A new brain-cooling treatment for sports-related concussion is being trialled in professional rugby union.

It is the first acute treatment for the injury able to be delivered pitchside and is being used by six clubs in the United Rugby Championship (URC).

‘PolarCap’ works by delivering targeted cooling to the head and neck for between 45 and 60 minutes following a concussion injury.

The treatment originates from a five-year study in professional ice hockey in Sweden, which found it had the potential to reduce long-term concussion absence.

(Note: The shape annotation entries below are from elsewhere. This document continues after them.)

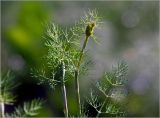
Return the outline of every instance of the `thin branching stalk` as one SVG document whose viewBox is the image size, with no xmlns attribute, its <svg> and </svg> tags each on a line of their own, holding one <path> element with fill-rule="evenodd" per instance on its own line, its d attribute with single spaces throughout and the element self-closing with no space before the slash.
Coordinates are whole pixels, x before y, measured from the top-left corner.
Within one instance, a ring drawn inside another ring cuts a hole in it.
<svg viewBox="0 0 160 118">
<path fill-rule="evenodd" d="M 68 105 L 67 105 L 67 95 L 65 86 L 65 63 L 62 62 L 62 94 L 63 94 L 63 104 L 64 104 L 64 114 L 68 117 Z"/>
<path fill-rule="evenodd" d="M 86 39 L 83 43 L 83 47 L 82 50 L 80 52 L 80 57 L 79 57 L 79 61 L 78 61 L 78 65 L 77 65 L 77 69 L 75 70 L 75 87 L 76 87 L 76 97 L 77 97 L 77 101 L 78 101 L 78 111 L 79 111 L 79 116 L 81 116 L 81 99 L 80 99 L 80 92 L 79 92 L 79 67 L 80 67 L 80 63 L 83 57 L 83 53 L 84 53 L 84 49 L 87 45 L 89 37 L 86 36 Z"/>
<path fill-rule="evenodd" d="M 81 100 L 80 100 L 79 79 L 78 79 L 79 68 L 80 68 L 80 64 L 81 64 L 82 57 L 83 57 L 83 54 L 84 54 L 84 50 L 86 48 L 89 37 L 93 34 L 94 27 L 95 27 L 95 23 L 88 24 L 88 26 L 86 27 L 86 32 L 85 32 L 86 38 L 84 40 L 82 50 L 80 52 L 79 61 L 78 61 L 78 64 L 77 64 L 77 69 L 75 70 L 75 84 L 76 84 L 75 87 L 76 87 L 76 94 L 77 94 L 76 96 L 77 96 L 77 101 L 78 101 L 79 116 L 81 116 Z"/>
<path fill-rule="evenodd" d="M 99 117 L 99 115 L 101 114 L 101 111 L 102 111 L 103 107 L 105 106 L 105 104 L 106 104 L 106 100 L 103 102 L 103 104 L 102 104 L 101 108 L 99 109 L 99 112 L 98 112 L 98 114 L 97 114 L 96 118 L 98 118 L 98 117 Z"/>
<path fill-rule="evenodd" d="M 3 102 L 0 103 L 0 107 L 1 107 L 1 117 L 5 118 L 5 113 L 4 113 L 5 106 Z"/>
<path fill-rule="evenodd" d="M 78 102 L 78 115 L 81 116 L 81 100 L 79 93 L 79 80 L 78 80 L 79 70 L 75 70 L 75 88 L 76 88 L 76 98 Z"/>
</svg>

Mental and physical rest have until now been the main treatments for sports-related concussion, alongside a graduated return to action.

Erik Andersson retired from professional ice hockey because of concussions and is now the chief executive of PolarCool, the company behind PolarCap.

“I see the different parts of the concussion issue,” he says.

“I think we should focus on all parts and how we can prevent them from happening.

“How can we have a safe return to play, which is very important, and can we treat it in the acute phase? Well, actually, as of right now, you can.”

Many former players will be familiar with treatment consisting of a cold sponge and bucket of water, while those playing more recently have experience of the more modern post-match ice bath.

Andersson adds: “PolarCap reduces the risk of shivering, which can be counterproductive – going into an ice bath you have a large risk of that, which would not be good for you.”